Hingga tiba momen di mana Dahlan mulai disadarkan oleh Allah tentang makna
regenerasi dan percaya pada kekuatan yang muda, sebagaimana yang ia koar-koarkan
sendiri selama ini. Dahlan tervonis kanker hati dan harus menjalani operasi transplantasi
hati di First Central Hospital Tianjin, China. Alhamdlillah lancar. Dahlan mensyukuri
sakitnya itu, “Kalau saja takdir tidak seperti itu, barangkali saya masih bercokol di Jawa
Pos sampai hari ini, memimpin Jawa Pos dengan gaya saya, lalu ditertawakan oleh yang
muda-muda. Sakit keras saya secara tidak langsung membawa implikasi percepatan
proses regenerasi.”

Bahkan, Azrul Andanda, putranya, sejak awal tahun 2000-an, setelah lulus
secara cumlaude sebagai master dari International Marketing dari California State
University, Sacramento, Amerika Serikat, menyatakan minatnya kerja di Jawa Pos. Posisi
Dahlan waktu itu masih menjadi Direktur Utama. Tetapi, syarat diberlakukan ketat untuk
Azrul. Nilai performance-nya harus di atas rata-rata karyawan lain.
Kerja keras Azrul pun berbuah. Lewat inovasi-inovasinya, seperti DetEksi, yaitu halaman
koran yang Azrul ciptakan secara khusus sebagai ruang aktualisasi anak-anak muda
Indonesia, dengan paduan brand activation melalui kompetisi, seperti DetEksi Mading
Championship yang merangkul jurnalis-jurnalis sekolah. Kompetisi DetEksi merambah
juga ke Model Competition, Pop Group Competition, Custome Shoes, dan banyak lagi.
Paling fenomenal, tentu brand activityberupa kompetisi basket tingkat SMA bernama
Development Basket Ball League (DBL), yang sangat tenar di dunia jagat basket tanah air.
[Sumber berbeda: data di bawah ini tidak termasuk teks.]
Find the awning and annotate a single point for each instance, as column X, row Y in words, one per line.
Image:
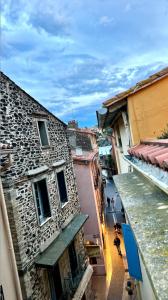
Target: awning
column 52, row 254
column 146, row 208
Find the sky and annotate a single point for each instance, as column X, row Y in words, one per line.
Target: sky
column 73, row 55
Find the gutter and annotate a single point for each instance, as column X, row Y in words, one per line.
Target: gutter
column 151, row 178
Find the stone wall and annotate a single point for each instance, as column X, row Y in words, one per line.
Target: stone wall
column 19, row 115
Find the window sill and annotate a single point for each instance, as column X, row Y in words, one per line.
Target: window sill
column 45, row 221
column 63, row 205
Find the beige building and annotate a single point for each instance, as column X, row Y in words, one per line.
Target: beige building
column 136, row 114
column 91, row 193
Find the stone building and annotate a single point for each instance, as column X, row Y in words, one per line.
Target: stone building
column 42, row 201
column 91, row 193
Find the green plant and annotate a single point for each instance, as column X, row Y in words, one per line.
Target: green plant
column 164, row 134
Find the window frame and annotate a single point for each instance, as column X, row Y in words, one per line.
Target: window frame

Tak heran, kemudian World Young Reader Prize 2011 yang diberikan oleh Asosiasi
Penerbit Dunia yang berpusat di Paris memberikan pilihannya pada Jawa Pos.
Dahlan lega. Kini Jawa Pos dipenuhi anak-anak muda yang bertalenta dan bersemangat
untuk mengembangkan Jawa Poslebih jauh. Seperti semangatnya dulu untuk
menjadikan Jawa Pos terdepan dengan kembermutuan yang tinggi.
Bahkan, dengan kesuksesan-kesuksesannya itu, Dahlan kini juga mengurusi pesantren
Sabilil Muttaqien dengan duduk sebagai Ketua Dewan Pengawas. Pesantren ini bahkan
mengembangkan 131 sekolah dengan jumlah guru mencapai 9.300. Salah satu
sekolahnya adalah pesantren internasional yang bernama International Islamic School
yang berlokasi di Magetan. Pesantren ini bekerjasama dengan Al-Irsyad, lembaga
pendidikan Islam ternama di Singapura.